Xi Jinping’s charm offensive helps bolster diplomatic, economic ties with Europe
More personal approach by Xi bolsters China's standing on continent, even as disagreements over human rights and trade policy persist
President Xi Jinping's European charm offensive has strengthened Beijing's economic and diplomatic clout with the EU, although trade disputes and human rights remain a potential source of tension going forward.
Easing up on the tough rhetoric and stressing co-operation, Xi's strategy marked a shift in how China engages its biggest trading partner, after the two sides seemed on the verge of a trade war over a multibillion-euro dispute over Chinese solar panel imports.

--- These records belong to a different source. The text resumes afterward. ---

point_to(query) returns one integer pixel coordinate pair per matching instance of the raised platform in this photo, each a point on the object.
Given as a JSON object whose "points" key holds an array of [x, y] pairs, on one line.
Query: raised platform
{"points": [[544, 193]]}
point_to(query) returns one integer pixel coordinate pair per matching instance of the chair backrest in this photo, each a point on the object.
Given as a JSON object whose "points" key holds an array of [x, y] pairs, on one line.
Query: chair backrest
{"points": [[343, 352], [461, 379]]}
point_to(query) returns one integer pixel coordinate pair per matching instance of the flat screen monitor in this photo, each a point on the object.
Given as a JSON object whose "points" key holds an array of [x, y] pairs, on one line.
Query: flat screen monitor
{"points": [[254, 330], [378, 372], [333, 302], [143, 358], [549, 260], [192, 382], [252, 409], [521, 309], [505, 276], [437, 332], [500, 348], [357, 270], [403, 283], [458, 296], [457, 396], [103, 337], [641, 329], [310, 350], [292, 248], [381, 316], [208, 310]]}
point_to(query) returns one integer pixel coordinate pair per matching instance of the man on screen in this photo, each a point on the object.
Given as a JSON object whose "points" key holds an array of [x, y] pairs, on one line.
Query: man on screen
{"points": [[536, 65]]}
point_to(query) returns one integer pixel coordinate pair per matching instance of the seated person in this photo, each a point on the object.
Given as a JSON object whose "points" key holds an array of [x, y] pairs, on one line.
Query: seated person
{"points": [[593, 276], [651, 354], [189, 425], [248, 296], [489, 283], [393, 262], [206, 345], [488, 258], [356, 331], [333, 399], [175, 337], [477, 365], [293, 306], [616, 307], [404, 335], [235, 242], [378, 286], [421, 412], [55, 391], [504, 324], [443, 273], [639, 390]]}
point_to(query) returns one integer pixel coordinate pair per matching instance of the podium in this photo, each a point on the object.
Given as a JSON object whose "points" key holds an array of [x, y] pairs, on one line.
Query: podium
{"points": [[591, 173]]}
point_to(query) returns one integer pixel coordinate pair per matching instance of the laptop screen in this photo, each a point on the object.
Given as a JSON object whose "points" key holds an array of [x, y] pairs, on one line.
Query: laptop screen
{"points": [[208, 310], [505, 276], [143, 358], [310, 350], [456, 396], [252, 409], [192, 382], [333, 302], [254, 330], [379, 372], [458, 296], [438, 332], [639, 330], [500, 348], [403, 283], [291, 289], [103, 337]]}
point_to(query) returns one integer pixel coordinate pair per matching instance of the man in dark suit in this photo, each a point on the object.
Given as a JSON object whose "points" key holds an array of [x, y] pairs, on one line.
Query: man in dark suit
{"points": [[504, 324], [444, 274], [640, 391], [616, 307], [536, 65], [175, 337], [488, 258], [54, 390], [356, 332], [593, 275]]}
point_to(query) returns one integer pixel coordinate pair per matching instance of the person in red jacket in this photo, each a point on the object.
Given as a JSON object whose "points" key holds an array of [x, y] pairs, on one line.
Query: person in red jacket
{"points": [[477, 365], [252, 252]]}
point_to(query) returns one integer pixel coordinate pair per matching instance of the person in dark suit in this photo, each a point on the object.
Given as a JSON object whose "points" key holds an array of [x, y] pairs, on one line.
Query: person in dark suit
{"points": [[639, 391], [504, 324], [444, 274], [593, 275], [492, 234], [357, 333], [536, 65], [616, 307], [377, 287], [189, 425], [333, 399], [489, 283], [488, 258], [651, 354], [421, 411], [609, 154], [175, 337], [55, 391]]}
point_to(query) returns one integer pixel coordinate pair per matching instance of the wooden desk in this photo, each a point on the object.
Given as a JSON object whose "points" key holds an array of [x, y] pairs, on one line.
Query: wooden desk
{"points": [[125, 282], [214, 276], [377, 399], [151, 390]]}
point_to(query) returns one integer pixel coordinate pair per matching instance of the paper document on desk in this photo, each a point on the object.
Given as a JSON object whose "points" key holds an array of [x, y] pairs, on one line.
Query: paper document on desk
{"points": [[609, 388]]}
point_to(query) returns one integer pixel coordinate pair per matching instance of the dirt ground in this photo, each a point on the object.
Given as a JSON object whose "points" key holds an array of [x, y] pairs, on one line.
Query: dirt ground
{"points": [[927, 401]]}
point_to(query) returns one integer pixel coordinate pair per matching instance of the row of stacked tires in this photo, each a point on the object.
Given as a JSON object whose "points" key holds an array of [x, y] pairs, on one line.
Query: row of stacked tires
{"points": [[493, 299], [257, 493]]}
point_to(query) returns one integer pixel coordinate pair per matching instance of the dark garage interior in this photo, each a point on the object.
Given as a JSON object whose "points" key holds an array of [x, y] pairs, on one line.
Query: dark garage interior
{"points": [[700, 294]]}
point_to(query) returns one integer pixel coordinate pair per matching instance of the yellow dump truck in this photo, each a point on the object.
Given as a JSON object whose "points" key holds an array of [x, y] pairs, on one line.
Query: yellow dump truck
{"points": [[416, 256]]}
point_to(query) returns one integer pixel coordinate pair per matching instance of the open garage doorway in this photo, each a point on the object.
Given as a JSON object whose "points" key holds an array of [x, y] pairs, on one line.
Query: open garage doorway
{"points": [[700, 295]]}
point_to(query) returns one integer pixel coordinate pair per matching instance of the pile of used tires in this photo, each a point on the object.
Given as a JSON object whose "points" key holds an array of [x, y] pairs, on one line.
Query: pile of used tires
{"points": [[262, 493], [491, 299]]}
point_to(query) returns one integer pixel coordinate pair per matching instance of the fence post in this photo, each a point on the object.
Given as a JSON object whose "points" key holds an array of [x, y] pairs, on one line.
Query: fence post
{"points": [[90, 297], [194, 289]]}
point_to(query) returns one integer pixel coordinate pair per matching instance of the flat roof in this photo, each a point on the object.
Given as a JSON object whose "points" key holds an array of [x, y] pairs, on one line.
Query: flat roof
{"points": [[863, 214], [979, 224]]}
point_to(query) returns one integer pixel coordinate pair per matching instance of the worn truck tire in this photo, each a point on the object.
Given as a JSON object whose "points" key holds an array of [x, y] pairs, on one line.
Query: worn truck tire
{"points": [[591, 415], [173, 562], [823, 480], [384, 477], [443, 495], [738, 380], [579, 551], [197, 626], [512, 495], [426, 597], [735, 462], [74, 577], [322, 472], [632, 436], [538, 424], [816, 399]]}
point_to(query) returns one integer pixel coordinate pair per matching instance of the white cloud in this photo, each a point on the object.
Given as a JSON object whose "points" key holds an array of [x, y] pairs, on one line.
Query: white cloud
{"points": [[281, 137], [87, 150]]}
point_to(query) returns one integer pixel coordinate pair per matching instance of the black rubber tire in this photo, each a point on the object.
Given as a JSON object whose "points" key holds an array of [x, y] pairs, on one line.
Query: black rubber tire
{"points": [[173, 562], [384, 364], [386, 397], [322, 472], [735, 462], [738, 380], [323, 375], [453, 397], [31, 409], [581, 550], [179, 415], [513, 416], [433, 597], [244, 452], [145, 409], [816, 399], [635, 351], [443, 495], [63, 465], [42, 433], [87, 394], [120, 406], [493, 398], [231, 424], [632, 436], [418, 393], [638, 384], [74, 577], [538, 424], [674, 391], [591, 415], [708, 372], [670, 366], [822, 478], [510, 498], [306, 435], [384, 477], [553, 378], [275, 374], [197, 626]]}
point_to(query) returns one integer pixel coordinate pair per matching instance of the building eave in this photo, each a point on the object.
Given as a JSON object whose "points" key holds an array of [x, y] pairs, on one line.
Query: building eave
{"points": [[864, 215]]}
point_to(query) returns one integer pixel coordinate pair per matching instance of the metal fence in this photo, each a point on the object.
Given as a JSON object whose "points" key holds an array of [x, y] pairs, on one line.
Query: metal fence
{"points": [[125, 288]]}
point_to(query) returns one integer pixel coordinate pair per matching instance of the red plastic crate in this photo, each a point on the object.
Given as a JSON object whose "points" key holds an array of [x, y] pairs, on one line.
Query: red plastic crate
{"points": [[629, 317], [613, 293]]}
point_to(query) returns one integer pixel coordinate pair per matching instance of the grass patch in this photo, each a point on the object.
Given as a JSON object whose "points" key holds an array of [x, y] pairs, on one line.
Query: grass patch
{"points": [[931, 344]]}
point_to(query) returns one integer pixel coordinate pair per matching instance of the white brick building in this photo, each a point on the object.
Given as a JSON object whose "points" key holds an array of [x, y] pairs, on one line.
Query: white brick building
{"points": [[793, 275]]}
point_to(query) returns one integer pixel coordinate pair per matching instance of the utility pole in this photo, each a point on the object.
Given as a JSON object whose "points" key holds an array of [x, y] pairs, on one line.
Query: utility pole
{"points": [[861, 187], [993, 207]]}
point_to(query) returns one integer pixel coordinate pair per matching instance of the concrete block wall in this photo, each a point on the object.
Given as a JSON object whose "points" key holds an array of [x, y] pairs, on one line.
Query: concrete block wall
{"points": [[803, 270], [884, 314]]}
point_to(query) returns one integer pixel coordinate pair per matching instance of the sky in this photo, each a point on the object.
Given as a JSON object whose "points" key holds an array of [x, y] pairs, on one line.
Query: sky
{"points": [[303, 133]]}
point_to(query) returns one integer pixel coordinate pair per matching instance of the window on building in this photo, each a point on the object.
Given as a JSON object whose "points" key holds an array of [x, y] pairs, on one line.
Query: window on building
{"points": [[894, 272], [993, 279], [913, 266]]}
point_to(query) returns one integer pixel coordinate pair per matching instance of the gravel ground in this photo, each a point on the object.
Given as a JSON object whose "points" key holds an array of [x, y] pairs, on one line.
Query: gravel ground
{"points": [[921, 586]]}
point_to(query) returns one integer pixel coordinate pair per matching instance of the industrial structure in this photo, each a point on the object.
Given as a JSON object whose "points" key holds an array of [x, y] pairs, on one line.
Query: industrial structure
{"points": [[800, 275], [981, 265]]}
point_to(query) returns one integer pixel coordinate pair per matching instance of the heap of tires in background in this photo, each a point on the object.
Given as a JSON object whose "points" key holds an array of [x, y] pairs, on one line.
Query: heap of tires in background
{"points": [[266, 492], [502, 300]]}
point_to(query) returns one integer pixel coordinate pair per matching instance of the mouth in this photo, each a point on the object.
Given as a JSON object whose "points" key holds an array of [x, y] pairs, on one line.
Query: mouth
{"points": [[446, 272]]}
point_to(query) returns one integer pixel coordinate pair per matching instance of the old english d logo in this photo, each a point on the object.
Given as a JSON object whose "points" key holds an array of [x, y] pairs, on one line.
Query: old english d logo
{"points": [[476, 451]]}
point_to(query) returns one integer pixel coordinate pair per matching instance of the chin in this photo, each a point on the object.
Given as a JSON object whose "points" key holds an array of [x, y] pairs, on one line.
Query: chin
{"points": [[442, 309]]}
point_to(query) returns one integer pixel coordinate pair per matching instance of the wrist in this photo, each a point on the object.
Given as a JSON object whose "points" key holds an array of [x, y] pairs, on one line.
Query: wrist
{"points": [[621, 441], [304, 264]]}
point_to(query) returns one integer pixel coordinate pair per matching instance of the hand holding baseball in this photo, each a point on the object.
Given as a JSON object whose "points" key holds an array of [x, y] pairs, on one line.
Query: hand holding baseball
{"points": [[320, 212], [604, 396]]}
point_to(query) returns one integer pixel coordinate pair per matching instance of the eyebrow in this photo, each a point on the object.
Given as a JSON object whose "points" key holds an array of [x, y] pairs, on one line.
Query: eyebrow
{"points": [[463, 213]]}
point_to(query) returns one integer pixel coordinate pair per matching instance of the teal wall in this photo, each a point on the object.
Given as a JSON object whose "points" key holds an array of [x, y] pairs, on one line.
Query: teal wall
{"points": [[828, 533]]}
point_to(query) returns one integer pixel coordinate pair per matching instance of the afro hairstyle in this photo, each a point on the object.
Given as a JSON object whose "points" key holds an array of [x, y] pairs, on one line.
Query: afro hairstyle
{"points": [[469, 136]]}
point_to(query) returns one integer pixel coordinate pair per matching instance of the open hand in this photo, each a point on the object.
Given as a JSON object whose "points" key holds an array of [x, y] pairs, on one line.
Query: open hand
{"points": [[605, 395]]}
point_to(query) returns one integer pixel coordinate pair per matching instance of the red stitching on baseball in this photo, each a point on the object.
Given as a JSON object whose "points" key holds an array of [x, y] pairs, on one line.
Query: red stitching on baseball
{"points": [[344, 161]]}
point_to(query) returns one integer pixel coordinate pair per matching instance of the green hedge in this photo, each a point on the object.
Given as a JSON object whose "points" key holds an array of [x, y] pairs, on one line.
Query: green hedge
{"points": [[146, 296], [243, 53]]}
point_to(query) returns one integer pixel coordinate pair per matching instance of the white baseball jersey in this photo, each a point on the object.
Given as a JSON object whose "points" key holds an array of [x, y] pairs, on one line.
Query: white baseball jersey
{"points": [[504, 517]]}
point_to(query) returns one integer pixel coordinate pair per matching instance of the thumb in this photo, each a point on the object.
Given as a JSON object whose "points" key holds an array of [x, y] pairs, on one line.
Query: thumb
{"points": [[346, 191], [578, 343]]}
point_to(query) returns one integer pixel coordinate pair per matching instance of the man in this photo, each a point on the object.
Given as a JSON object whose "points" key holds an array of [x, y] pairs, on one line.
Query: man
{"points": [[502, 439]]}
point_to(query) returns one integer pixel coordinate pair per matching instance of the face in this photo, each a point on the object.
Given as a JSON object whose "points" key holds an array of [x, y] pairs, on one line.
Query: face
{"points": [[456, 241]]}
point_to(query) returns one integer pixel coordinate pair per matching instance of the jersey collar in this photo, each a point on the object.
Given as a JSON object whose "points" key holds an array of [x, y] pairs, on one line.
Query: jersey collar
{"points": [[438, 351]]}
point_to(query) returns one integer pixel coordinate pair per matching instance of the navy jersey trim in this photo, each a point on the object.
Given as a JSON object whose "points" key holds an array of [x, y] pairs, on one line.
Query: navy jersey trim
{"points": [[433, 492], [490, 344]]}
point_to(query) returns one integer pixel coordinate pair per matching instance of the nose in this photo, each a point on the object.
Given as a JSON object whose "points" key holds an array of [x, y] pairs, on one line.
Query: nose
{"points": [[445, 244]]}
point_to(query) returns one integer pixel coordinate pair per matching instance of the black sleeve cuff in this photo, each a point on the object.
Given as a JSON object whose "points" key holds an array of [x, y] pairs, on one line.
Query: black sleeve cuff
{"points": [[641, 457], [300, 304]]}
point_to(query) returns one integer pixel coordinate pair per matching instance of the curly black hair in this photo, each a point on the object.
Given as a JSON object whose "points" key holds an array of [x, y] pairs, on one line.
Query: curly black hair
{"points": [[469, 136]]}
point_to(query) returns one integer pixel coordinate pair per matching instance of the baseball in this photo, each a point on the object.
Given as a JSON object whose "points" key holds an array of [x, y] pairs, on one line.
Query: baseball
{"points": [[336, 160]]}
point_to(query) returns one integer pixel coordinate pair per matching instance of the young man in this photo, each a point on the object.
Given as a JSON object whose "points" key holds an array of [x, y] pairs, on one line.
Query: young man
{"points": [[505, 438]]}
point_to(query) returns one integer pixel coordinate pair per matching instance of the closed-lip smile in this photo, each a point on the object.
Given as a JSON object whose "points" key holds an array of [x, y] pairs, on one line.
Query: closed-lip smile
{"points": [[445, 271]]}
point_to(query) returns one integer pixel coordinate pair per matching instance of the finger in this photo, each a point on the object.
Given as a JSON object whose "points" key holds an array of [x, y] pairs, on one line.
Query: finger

Xi instead focused most of his remarks on how the two sides could work together during his 10-day tour in the Netherlands, France, Germany and Belgium.
Watch: China's Xi visits Beijing's pandas on last leg of Europe tour
In Germany, Xi said China's market and German technology, when combined, could promote mutual social development. Xi said Sino-German co-operation would have positive momentum as long as they had a "full tank" and the right steering.
"The obvious message of Xi is that Europe matters to China," said Thomas König, China programme co-ordinator of the European Council on Foreign Relations. "China cannot afford to be left behind and this is the more subtle reason for this European charm offensive."
He said China was concerned about the EU's major trade pact negotiations and the upcoming European Parliament election.
"Beijing might be making many diplomatic mistakes in Asia," said Jonathan Holslag, head of research at the Brussels Institute of Contemporary China Studies, referring to Beijing's response to territorial disputes with its neighbours.
"But in Europe it plays the different capitals masterfully by creating the impression that each country has something special and privileged with China."
A series of trade and economic deals were signed during the trip, and the solar panels dispute was amicably resolved. In France alone, the deals were worth €18 billion (HK$192 billion). The EU said it would consider a free-trade deal with China even though some EU states, such as Italy, are sceptical.
Watch: Xi visits car factory in Belgium, wraps up the Europe tour
Xi also referred to China as an awakened - but peaceful - lion, a departure from the more innocuous language of previous leaders.
"Xi is more willing to show his personable side when engaging foreign audiences," said Zhao Junjie , from the Chinese Academy of Social Sciences.
Zhao said China had more flexibility in contemplating European strategy, as its disputes with the EU do not touch a core interest - asserting its sovereignty and its standing in the Asia-Pacific.
EU officials said the visit could mark a new chapter in diplomatic ties.
China's EU ambassador Yang Yanyi , who arrived in Brussels in January, was more measured, saying: "I have no illusions that our partnership will be irritant-free … but we can work them out."